Elles peuvent donc ne pas représenter exactement le développement d’un enfant précis, en Belgique ou ailleurs. «C’est notre outil principal, mais il en existe d’autres. Nous avons aussi des courbes de croissance belges, reprenant plutôt les références d’enfants flamands, mais elles commencent à dater un peu. Il existe des courbes anglaises, françaises, parfois plus spécifiques ou adaptées à certains enfants. Celles de l’OMS, établies en 2007, restent un bon point de départ malgré tout, sans les prendre au pied de la lettre», juge la spécialiste.
L’alimentation, premier facteur
La bonne croissance d’un enfant est influencée par de nombreux paramètres, dont en premier lieu l’alimentation. Viennent ensuite d’éventuelles maladies (maladie de Crohn, maladie cœliaque, etc.) ou troubles hormonaux. Repérer à temps un décrochage ou une sortie du couloir cible peut s’avérer crucial pour détecter rapidement d’éventuels problèmes de santé. Mais une prise de poids qui stagne ou se contracte légèrement ne signifie pas forcément qu’il y a un problème sous-jacent, cela peut amener simplement à une vérification ou un suivi plus particulier.
Les courbes de l’OMS ont également la particularité d’être basées sur des enfants allaités, considérés comme présentant les conditions «optimales» de croissance. Les bébés nourris au biberon ne suivront donc pas exactement le même schéma durant leur première année de vie, même si les variations restent légères. Les chiffres fournis dans le carnet de santé restent donc un repère, pas un objectif à atteindre.
«La génétique reste aussi prépondérante. Tout le monde hérite d’un certain bagage de ses parents. C’est aussi pour cela qu’on parle de couloir cible génétique. Il est évident qu’un enfant avec deux parents très grands aura lui aussi plus de probabilité de l’être. Le poids est également soumis à des facteurs génétiques», complète Caroline Gernay.
Des variations à la puberté
Comme l’attestent les courbes de taille, la progression ne se fait pas de manière totalement linéaire mais connaît certaines phases. La première année de vie est notamment marquée par une croissance rapide, avec un gain autour de 25 centimètres.
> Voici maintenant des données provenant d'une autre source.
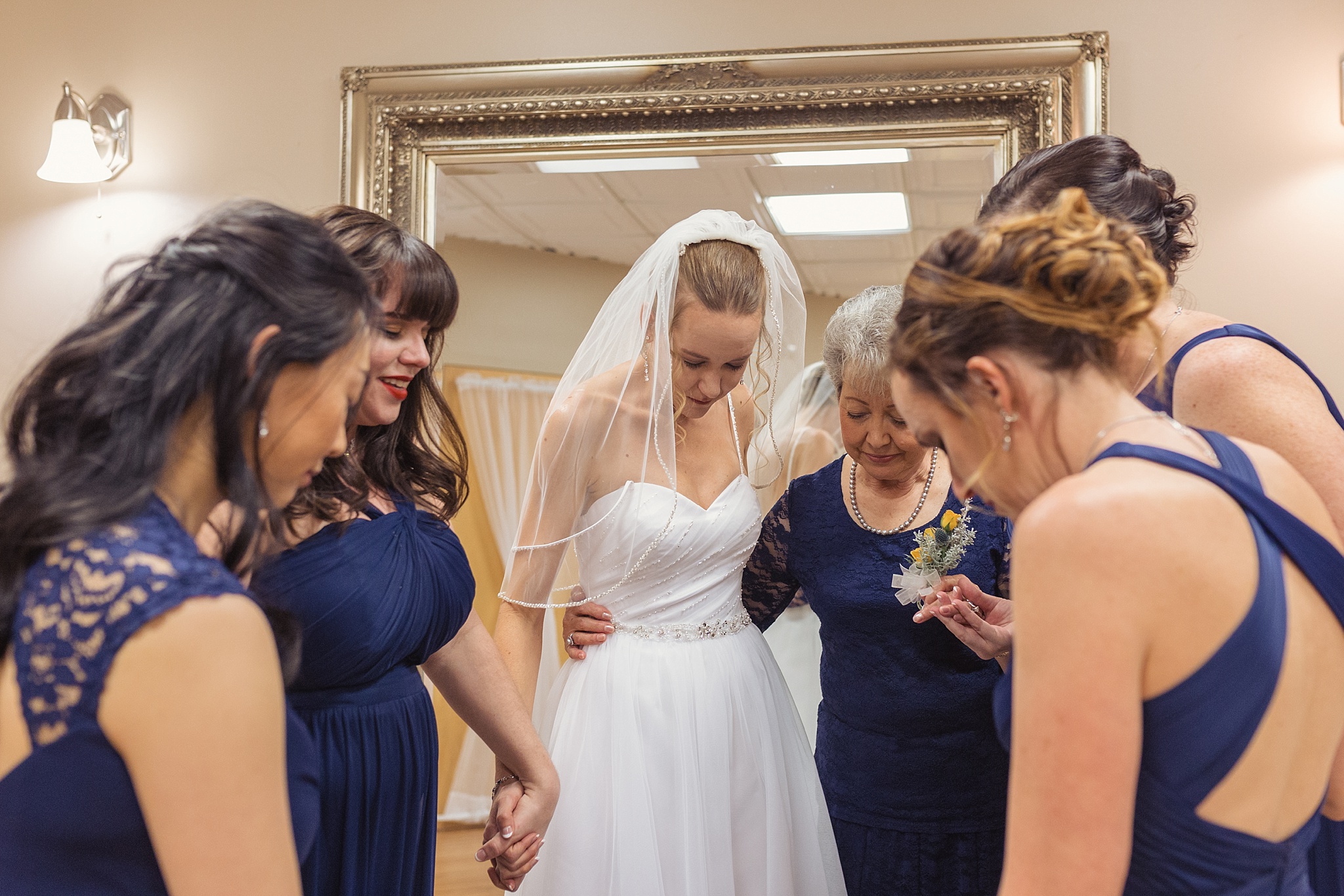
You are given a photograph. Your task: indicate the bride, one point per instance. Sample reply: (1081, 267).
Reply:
(683, 764)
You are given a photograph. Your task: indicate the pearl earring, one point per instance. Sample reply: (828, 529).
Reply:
(1009, 421)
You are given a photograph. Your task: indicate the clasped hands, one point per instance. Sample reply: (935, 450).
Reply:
(514, 833)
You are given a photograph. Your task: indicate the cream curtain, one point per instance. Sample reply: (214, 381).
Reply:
(501, 419)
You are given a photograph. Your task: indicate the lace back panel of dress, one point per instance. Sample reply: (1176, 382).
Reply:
(75, 602)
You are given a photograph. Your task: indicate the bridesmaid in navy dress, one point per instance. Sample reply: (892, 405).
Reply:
(895, 697)
(1169, 730)
(382, 587)
(1217, 375)
(143, 729)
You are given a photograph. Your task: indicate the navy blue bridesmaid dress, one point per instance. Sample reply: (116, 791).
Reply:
(375, 598)
(1196, 731)
(70, 821)
(1326, 860)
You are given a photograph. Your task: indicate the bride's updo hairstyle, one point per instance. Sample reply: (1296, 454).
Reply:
(724, 275)
(423, 453)
(1117, 183)
(1063, 287)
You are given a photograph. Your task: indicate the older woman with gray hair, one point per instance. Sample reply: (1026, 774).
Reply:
(913, 773)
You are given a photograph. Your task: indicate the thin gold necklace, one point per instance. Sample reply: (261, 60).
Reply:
(1154, 354)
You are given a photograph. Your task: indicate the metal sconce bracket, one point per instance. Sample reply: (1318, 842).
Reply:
(110, 120)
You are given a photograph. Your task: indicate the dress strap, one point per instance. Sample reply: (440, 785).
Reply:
(1166, 394)
(1312, 552)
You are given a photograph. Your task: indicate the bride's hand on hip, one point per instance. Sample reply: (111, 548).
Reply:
(585, 625)
(980, 621)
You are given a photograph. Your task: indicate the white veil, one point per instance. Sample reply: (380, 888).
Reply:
(812, 403)
(612, 421)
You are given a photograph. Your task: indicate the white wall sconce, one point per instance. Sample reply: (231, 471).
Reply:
(89, 143)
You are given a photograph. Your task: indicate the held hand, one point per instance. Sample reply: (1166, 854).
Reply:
(988, 633)
(585, 625)
(515, 833)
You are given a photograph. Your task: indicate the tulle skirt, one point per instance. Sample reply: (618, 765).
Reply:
(684, 771)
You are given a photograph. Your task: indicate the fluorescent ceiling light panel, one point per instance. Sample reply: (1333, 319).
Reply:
(588, 165)
(843, 157)
(841, 214)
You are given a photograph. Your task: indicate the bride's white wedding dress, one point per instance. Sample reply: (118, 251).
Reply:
(683, 765)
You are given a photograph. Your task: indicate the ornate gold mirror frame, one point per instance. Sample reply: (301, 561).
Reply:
(400, 123)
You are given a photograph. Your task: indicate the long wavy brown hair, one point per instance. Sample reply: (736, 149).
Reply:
(423, 455)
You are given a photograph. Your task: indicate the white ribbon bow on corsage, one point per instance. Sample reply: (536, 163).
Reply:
(940, 551)
(914, 584)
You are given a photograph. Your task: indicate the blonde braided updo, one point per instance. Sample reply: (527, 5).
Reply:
(1063, 285)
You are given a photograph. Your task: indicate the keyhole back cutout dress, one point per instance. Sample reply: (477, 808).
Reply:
(1196, 731)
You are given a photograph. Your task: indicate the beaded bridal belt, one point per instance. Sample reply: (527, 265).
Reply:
(688, 630)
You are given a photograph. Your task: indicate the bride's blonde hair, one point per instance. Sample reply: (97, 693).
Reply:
(726, 277)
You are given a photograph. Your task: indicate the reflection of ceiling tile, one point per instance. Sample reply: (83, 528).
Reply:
(828, 179)
(616, 215)
(849, 249)
(687, 187)
(533, 190)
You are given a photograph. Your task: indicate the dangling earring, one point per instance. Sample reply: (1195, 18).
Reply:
(1009, 421)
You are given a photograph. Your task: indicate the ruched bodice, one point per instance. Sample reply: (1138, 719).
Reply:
(684, 770)
(375, 598)
(686, 561)
(1196, 731)
(70, 821)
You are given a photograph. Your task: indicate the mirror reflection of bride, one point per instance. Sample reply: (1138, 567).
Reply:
(684, 769)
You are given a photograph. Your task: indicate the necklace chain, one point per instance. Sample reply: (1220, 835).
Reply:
(1154, 354)
(1156, 415)
(914, 515)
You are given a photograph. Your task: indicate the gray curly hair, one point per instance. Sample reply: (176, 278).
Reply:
(855, 346)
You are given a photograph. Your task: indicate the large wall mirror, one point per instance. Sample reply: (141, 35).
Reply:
(541, 182)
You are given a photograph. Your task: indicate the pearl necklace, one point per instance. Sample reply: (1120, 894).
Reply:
(914, 515)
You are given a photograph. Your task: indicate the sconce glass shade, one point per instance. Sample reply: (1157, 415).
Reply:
(89, 143)
(73, 159)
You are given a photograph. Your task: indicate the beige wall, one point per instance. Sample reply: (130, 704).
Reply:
(522, 310)
(241, 98)
(528, 311)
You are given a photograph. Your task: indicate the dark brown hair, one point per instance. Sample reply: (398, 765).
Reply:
(91, 426)
(1063, 285)
(423, 455)
(1117, 183)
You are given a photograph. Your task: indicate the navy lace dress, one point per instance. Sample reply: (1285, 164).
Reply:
(69, 819)
(898, 701)
(1196, 731)
(1327, 856)
(377, 598)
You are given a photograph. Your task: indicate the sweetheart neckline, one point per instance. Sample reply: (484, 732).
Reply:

La vitesse de croissance ralentit ensuite progressivement. La puberté jouera ici un rôle crucial, avec un pic de croissance. «Certains pré-ados sont parfois vus en consultation parce qu’ils grandissent très vite ou plus lentement. Mais il faut savoir qu’un enfant avec une puberté plus tardive par exemple grandira moins vite que ses congénères au moment où eux sont en puberté, mais sans que ce soit pathologique», note la spécialiste. Ces variations de timing pubertaire peuvent également créer des décalages temporaires par rapport aux courbes de référence, qui s’étalent jusqu’à 18 ans.
Quand faut-il s’inquiéter d’une sortie de couloir ou d’un changement brusque dans les indicateurs de suivis? «Les bébés et bambins sont toujours suivis, donc je dirais qu’il faut en parler avec la personne qui réalise les mesures. Elle sera la plus à même de dire à quel moment telle situation mérite de se questionner. D’où vraiment la recommandation de conserver précieusement ces données dans le carnet de santé. Elles peuvent sembler anodines, mais sont essentielles», martèle encore la pédiatre. Lorsque le suivi est moins fréquent, à mesure que l’âge avance, la médecine scolaire jouera un rôle important, avec des contrôles réguliers.
Le poids est ainsi parfois plus souvent analysé, au-delà des premières années de vie. La pédiatre note que les enfants en surpoids deviennent plus nombreux. Un phénomène qui pourrait faire évoluer les données références de l’OMS, car l’augmentation de l’indice de masse corporelle moyen des enfants ne touche pas que la Belgique.